You can still make it
just that Rock music isn't where the money's at right now.
As I said above: Skrillex - Worth $15m, 1 hit single, no albums, not even a household name yet.
No one can say you can't make money out of music any more. There were struggling indie artists in the 90s too... they weren't all millionaires.
Didn't he produce a Korn album though.
Bet he got points on the package and I presume there is a generation of 15 year olds getting down to that sweet nu-metal goodness somewhere.
From a glance at the wikipedia
it didn't sell that well. And only 3 tracks were produced by Skrillex. I think he makes money by doing 365 packed out live shows a year to sweaty shirtless frat bros. Just like those who made sweet nu-metal goodness in the past.
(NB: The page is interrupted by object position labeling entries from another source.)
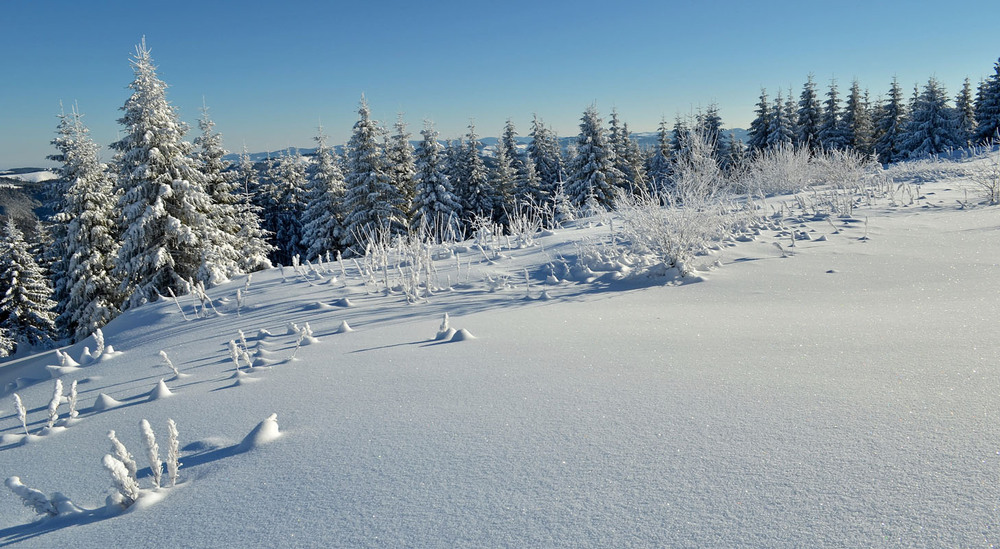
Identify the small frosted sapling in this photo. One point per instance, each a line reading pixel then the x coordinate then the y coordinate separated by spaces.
pixel 122 454
pixel 126 485
pixel 152 452
pixel 166 359
pixel 72 401
pixel 173 452
pixel 31 498
pixel 22 414
pixel 54 404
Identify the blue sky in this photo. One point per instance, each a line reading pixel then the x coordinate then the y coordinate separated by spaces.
pixel 271 73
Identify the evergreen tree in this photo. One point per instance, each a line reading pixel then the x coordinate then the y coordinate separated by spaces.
pixel 252 238
pixel 965 111
pixel 931 128
pixel 760 127
pixel 25 294
pixel 810 117
pixel 290 195
pixel 890 126
pixel 781 132
pixel 832 133
pixel 593 174
pixel 658 168
pixel 435 206
pixel 399 155
pixel 221 188
pixel 323 217
pixel 90 242
pixel 544 152
pixel 857 120
pixel 371 202
pixel 504 180
pixel 7 345
pixel 988 108
pixel 169 229
pixel 474 190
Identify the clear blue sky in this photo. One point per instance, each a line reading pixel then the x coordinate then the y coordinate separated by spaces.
pixel 270 73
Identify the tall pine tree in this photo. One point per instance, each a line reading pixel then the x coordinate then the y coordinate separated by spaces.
pixel 26 306
pixel 167 215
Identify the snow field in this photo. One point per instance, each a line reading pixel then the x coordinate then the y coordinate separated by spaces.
pixel 844 395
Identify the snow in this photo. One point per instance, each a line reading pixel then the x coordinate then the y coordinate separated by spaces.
pixel 844 395
pixel 31 177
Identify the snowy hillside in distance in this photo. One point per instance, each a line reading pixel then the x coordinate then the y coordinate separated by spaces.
pixel 841 392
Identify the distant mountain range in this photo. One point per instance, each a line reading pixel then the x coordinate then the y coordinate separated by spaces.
pixel 645 139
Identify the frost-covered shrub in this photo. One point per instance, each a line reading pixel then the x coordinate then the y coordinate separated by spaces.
pixel 54 404
pixel 173 452
pixel 125 483
pixel 31 498
pixel 673 233
pixel 22 414
pixel 152 452
pixel 122 454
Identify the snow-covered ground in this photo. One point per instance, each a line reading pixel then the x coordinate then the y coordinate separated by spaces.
pixel 844 396
pixel 30 177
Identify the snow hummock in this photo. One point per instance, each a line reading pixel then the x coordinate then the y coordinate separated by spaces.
pixel 773 404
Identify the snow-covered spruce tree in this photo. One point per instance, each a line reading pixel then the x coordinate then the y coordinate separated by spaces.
pixel 760 128
pixel 6 343
pixel 593 176
pixel 857 120
pixel 26 306
pixel 220 184
pixel 890 126
pixel 781 132
pixel 371 202
pixel 965 115
pixel 473 188
pixel 810 117
pixel 503 180
pixel 988 108
pixel 251 238
pixel 710 123
pixel 323 219
pixel 399 155
pixel 435 205
pixel 658 168
pixel 832 134
pixel 91 292
pixel 931 127
pixel 168 223
pixel 544 152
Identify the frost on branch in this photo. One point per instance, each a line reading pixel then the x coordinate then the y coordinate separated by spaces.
pixel 31 498
pixel 124 483
pixel 122 454
pixel 152 452
pixel 173 452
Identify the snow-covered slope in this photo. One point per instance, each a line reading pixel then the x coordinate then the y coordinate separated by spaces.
pixel 844 396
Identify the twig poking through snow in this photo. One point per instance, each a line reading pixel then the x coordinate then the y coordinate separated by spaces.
pixel 31 498
pixel 21 412
pixel 152 452
pixel 123 455
pixel 54 404
pixel 173 452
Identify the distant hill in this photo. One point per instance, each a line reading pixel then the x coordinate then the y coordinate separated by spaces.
pixel 645 140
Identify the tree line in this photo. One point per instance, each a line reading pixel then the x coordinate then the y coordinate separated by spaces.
pixel 167 215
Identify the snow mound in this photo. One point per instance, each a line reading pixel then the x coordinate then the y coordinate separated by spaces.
pixel 343 328
pixel 160 391
pixel 462 335
pixel 104 402
pixel 265 431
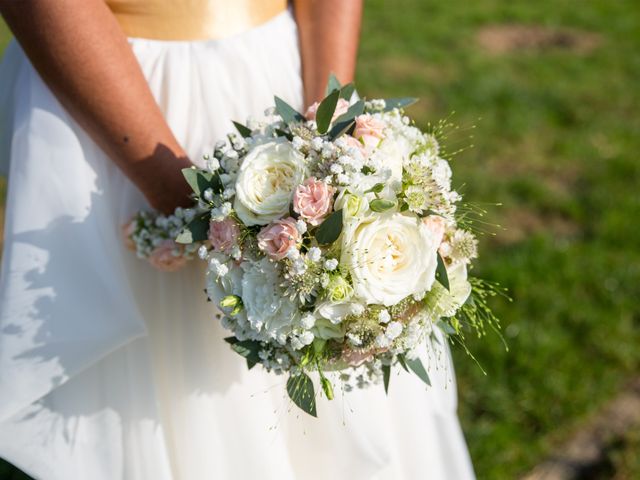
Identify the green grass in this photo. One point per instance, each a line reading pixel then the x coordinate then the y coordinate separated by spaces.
pixel 556 142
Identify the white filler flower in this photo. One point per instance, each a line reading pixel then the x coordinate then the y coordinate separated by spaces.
pixel 390 257
pixel 266 181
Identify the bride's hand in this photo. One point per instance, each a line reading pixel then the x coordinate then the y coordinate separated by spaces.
pixel 160 179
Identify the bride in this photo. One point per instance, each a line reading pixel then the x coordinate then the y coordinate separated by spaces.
pixel 108 368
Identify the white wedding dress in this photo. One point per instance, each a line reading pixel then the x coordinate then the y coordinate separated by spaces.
pixel 112 370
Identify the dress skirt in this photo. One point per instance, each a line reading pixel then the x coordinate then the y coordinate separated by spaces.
pixel 112 370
But as a comparison he's about as wealthy as mega, multi platinum 90s super producer Fat Boy Slim.
Aside from all of this, where did you get that figure on Skrillex?
Is he really worth $15m? Must get some fucking crazy sponsorship.
Forbes
http://www.forbes.com/profile/skrillex/
what a cunt
he's pretty much Elvis.
Bloody youngsters stealing music
In my day we'd spend a fair proportion of our student grants and the dole money we got for signing on during holidays on buying records. Why can't the young do that? Why can't this Emily girl spend some of the fortune she earns as an intern on supporting artists financially?
Tsk, such a selfish generation, keeping all the wealth and not sharing it with the needy middle aged.
Is fenella a collective?
Can I hang out?
fairly sure it was an ironic post
a pretty good one, too.
enjoyed it.
But 'technological and commercial interests are attempting to
change our principles and morality' continuously in each era and not just Emily White's (ours). Just saying.